Pharmacogenetics of Praziquantel Metabolism: Evaluating the Cytochrome P450 Genes of Zimbabwean Patients During a Schistosomiasis Treatment

Grace Zdesenko; Takafira Mduluza; Francisca Mutapi

doi:10.3389/fgene.2022.914372

Pharmacogenetics of Praziquantel Metabolism: Evaluating the Cytochrome P450 Genes of Zimbabwean Patients During a Schistosomiasis Treatment

Front Genet. 2022 Jun 8:13:914372. doi: 10.3389/fgene.2022.914372. eCollection 2022.

Authors

Grace Zdesenko^{1

2}, Takafira Mduluza^{2

3}, Francisca Mutapi^{1

2}

Affiliations

¹ Ashworth Laboratories, Institute of Immunology and Infection Research, University of Edinburgh, Edinburgh, United Kingdom.
² Ashworth Laboratories, NIHR Global Health Research Unit Tackling Infections to Benefit Africa (TIBA), University of Edinburgh, Edinburgh, United Kingdom.
³ Department of Biochemistry, University of Zimbabwe, Harare, Zimbabwe.

Abstract

Schistosomiasis is a parasitic disease infecting over 236 million people annually, with the majority affected residing on the African continent. Control of this disease is reliant on the drug praziquantel (PZQ), with treatment success dependent on an individual reaching PZQ concentrations lethal to schistosomes. Despite the complete reliance on PZQ to treat schistosomiasis in Africa, the characterization of the pharmacogenetics associated with PZQ metabolism in African populations has been sparse. We aimed to characterize genetic variation in the drug-metabolising cytochrome P450 enzymes (CYPs) and determine the association between each variant and the efficacy of PZQ treatment in Zimbabwean patients exposed to Schistosoma haematobium infection. Genomic DNA from blood samples of 114 case-control Zimbabweans infected with schistosomes were sequenced using the CYP1A2, CYP2C9, CYP2C19, CYP2D6, CYP3A4, and CYP3A5 genes as targets. Bioinformatic tools were used to identify and predict functional effects of detected single nucleotide polymorphisms (SNPs).
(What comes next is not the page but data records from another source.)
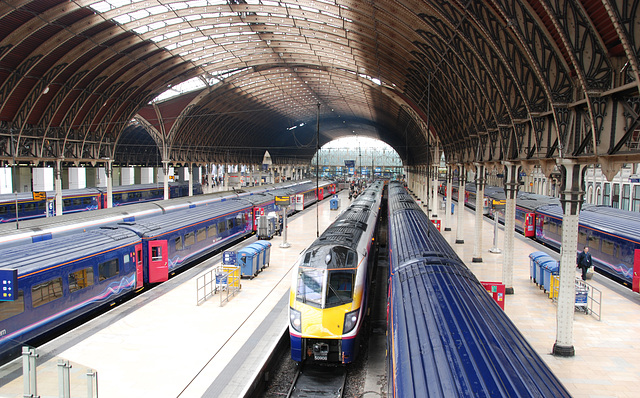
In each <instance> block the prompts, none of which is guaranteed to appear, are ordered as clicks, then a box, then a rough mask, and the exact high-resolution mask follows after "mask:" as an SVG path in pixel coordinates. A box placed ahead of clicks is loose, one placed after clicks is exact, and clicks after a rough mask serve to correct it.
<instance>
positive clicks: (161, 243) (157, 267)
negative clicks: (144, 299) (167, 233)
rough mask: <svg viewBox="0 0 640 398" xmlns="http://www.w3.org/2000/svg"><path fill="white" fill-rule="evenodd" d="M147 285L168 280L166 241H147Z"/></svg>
mask: <svg viewBox="0 0 640 398" xmlns="http://www.w3.org/2000/svg"><path fill="white" fill-rule="evenodd" d="M147 254H148V256H149V283H157V282H164V281H166V280H167V279H169V263H168V261H167V260H168V257H169V256H168V251H167V241H166V240H152V241H149V253H147Z"/></svg>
A random forest (RF) model was then used to assess SNPs most predictive of PZQ efficacy, with a misclassification rate of 29%. SNPs were detected across all six genes, with 70 SNPs identified and multiple functional changes to the CYP enzymes predicted. Only four SNPs were significantly associated with PZQ efficacy using χ² tests, with rs951840747 (OR: 3.61, p = 0.01) in the CYP1A2 gene having the highest odds of an individual possessing this SNP clearing infection, and rs6976017 (OR: 2.19, p = 0.045) of CYP3A5 determined to be the most predictive of PZQ efficacy via the RF. Only the rs28371702 (CC) genotype (OR: 2.36, p = 0.024) of CYP2D6 was significantly associated with an unsuccessful PZQ treatment. This study adds to the genomic characterization of the diverse populations in Africa and identifies variants relevant to other pharmacogenetic studies crucial for the development and usage of drugs in these populations.

Keywords: PZQ; SNP; cytochrome P450; drug metabolism; pharmacogenetics; praziquantel; schistosomiasis; single nucleotide polymorphisms.